The many skaters and boarders on the plaza outside the Brooklyn Museum the other night, where I arrived for the premiere of Timothy Greenfield-Sanders' film The Latino List, reminded me once again of the revenue and cultural opportunity the Brooklyn lost by cancelling its graffiti survey show under municipal pressure.
When I shook hands with a portly museum director Arnold Lehman, I thought that both of us should be out there boarding and tagging, if only for our physical health. A real picture of health was bright-eyed and bushy-tailed veteran art critic Robert Pincus-Witten, whom I rushed to bear hug in the elevator, shouting "Pinky!" and tripping over de Kooning-meister John Elderfield in the process.
Inside the Brooklyn's lush film auditorium, black-dressed Latinas and their hunky escorts didn't let a long, dull bunch of corporate introductions deter the exuberant vibe of anticipation. I was seated next to ACLU director Anthony Romero, one of the stars of The Latino List, as he received more congratulatory pummeling than a boxing champion.
As for the corporatism, has it occurred to AT&T -- main sponsor of the exhibition, whose representative described the megacorporation as if it were a nuns's charity caring for the afflicted -- that eliminating all those pesky surcharges on its inflated bills might do more to help Latinos (and everyone else) than throwing a few bucks at the art world? The blogosphere has been full of allegations, lately, that AT&T has been funneling contributions to Tea Party queen Michelle Bachmann through a phony telecommunications PAC. She is virulently anti-immigrant-worker, of course.
The film will soon appear on HBO, and the hypocrisy continued with an ambivalent speech from the HBO drone, a woman who made the words "this is Timothy's fifth film with HBO" sound like a chore, and commented that HBO execs apparently "dreaded every time Tim's representative called with a new film proposal,” because of the edginess of Tim's "genius." One can only conclude that HBO has to write off some dough to make these necessary pictures.
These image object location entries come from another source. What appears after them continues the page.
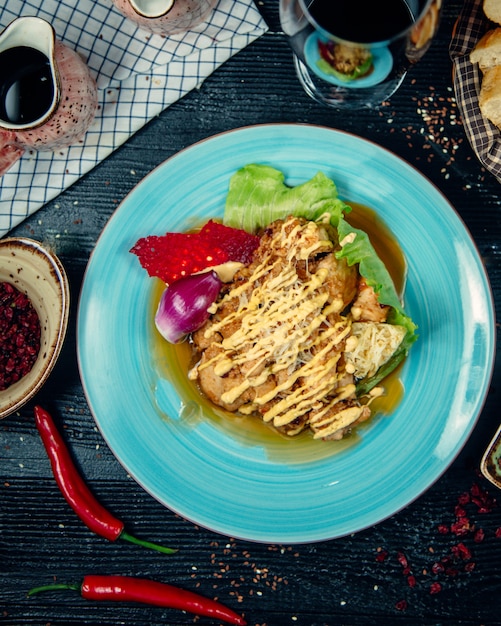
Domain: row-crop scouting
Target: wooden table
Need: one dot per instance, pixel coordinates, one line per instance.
(358, 579)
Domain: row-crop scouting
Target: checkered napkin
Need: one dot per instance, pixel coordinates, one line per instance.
(138, 75)
(484, 137)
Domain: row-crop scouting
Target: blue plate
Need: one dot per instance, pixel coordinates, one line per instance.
(382, 65)
(245, 482)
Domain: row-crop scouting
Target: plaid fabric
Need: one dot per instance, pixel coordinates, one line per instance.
(138, 75)
(484, 137)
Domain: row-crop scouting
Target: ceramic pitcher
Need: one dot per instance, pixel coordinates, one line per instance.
(48, 97)
(166, 17)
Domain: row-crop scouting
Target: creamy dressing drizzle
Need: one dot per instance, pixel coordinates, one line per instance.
(278, 323)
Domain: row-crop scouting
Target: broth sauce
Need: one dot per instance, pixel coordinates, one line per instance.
(172, 363)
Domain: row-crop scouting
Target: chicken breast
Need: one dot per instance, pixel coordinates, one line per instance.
(274, 346)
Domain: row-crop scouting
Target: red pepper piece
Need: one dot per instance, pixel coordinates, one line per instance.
(238, 244)
(129, 589)
(175, 255)
(76, 492)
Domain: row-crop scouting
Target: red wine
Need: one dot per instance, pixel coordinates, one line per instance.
(362, 21)
(26, 85)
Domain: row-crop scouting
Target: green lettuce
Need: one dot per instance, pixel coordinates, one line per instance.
(258, 196)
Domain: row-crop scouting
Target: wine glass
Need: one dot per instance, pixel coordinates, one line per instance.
(356, 53)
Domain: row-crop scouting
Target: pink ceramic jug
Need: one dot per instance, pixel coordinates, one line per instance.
(48, 97)
(166, 17)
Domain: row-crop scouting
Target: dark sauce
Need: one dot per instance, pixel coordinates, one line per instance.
(26, 85)
(172, 363)
(362, 21)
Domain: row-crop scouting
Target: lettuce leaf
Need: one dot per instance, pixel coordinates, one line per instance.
(258, 196)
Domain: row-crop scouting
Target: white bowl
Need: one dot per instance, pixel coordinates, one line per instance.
(39, 274)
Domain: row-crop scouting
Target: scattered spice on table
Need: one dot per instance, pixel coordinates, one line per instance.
(20, 334)
(146, 591)
(76, 492)
(464, 532)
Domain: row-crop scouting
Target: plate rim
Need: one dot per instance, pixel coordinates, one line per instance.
(471, 241)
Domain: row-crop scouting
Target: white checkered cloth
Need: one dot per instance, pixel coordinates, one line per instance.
(484, 137)
(138, 76)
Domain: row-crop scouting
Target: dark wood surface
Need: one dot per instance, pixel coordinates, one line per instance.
(360, 579)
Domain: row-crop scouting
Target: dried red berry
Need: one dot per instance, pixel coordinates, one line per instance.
(435, 588)
(460, 551)
(20, 334)
(482, 499)
(381, 556)
(462, 527)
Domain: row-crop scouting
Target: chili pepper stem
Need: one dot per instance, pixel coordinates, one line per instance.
(146, 544)
(53, 587)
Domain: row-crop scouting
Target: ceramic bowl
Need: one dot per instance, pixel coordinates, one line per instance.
(38, 273)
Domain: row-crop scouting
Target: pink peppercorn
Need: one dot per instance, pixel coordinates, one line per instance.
(19, 335)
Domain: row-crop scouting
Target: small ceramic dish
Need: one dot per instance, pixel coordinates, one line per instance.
(490, 465)
(39, 274)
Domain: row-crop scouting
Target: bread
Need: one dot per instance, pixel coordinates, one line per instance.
(492, 10)
(487, 52)
(490, 95)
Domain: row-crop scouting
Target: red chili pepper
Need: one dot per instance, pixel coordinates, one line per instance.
(129, 589)
(76, 492)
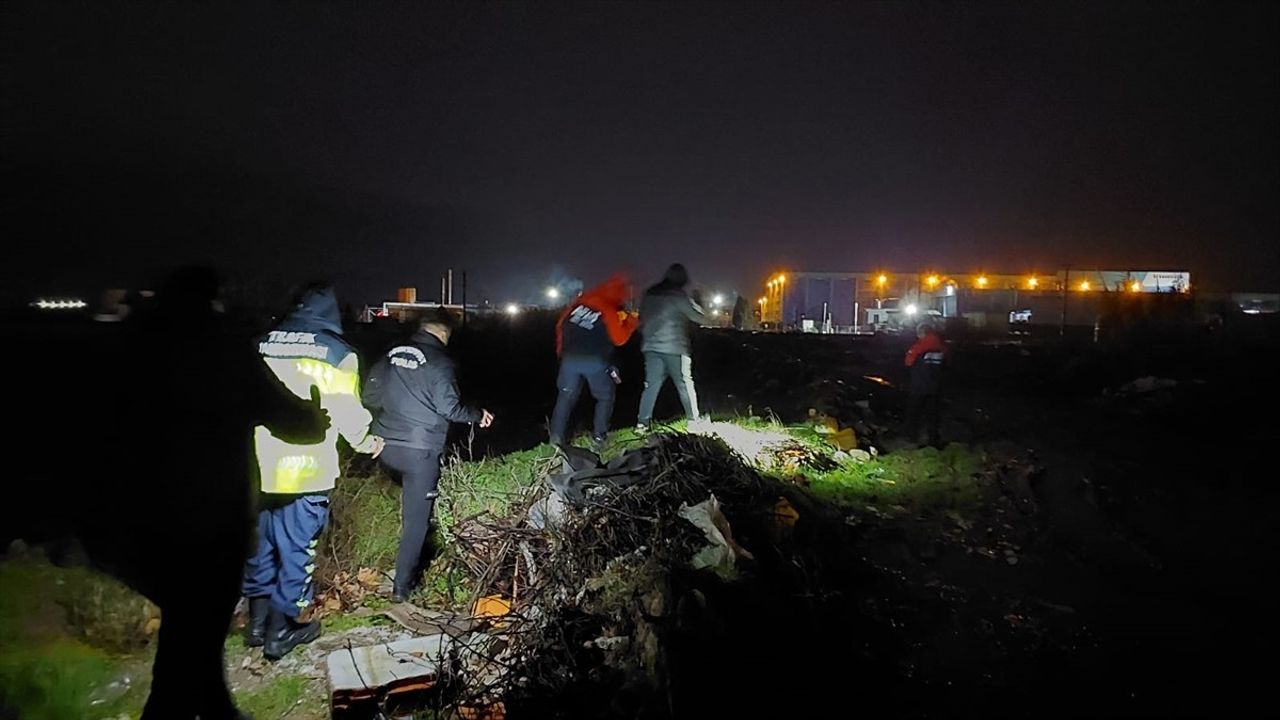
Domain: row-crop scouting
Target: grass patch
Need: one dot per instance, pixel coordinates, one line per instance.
(915, 479)
(48, 670)
(282, 696)
(342, 623)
It was left to Greenfield-Sanders himself, who has become a consummate toastmaster in the George Jessel mode, to smoothly steady the sails, spending half an hour asking different people from his team to rise and take a hand from the audience. But what of the film, you might ask? It is wonderful -- and wonderful because the faith in family, such a staple of the phony right-wing which detests Latinos while they mow their lawns and babysit their kids, shines through every testimonial.
From Supreme Court Justice Sonia Sotomayor, laughing over watching Yankee games on TV in the projects of the Bronx with a father who died too young, to astronaut Luis Hernandez describing the multitude of stars in the fields he worshipped as a boy ("and then the sun came up and my brothers and I picked fruit all day") to golfer Chi Chi Rodriguez, who said, "My father was rich. He never had a dime. When he rode in at dusk on his horse and sat in his rocker, my brothers and sisters and I would take a pail of soap and water and wash his feet. He was the richest man I ever knew.” Only the coldest of hearts could cease to weep with joy and recognition.
These films, The Black List, The Latino List and the forthcoming The Gay List have marked Timothy Greenfield-Sanders as a humanitarian documentarian in the tradition of Robert Flaherty and Fred Wiseman. The fact that he can employ what W.E.B. DuBois described a century ago as "the talented tenth" to elicit such universal truths makes me wonder why the National Endowment for the Arts, and not corporate suits, is not funding these efforts and screening them in schools across the country. For the message of The Latino List should be: if you want to see a role model, look in the mirror.
CHARLIE FINCH is co-author of Most Art Sucks: Five Years of Coagula (Smart Art Press).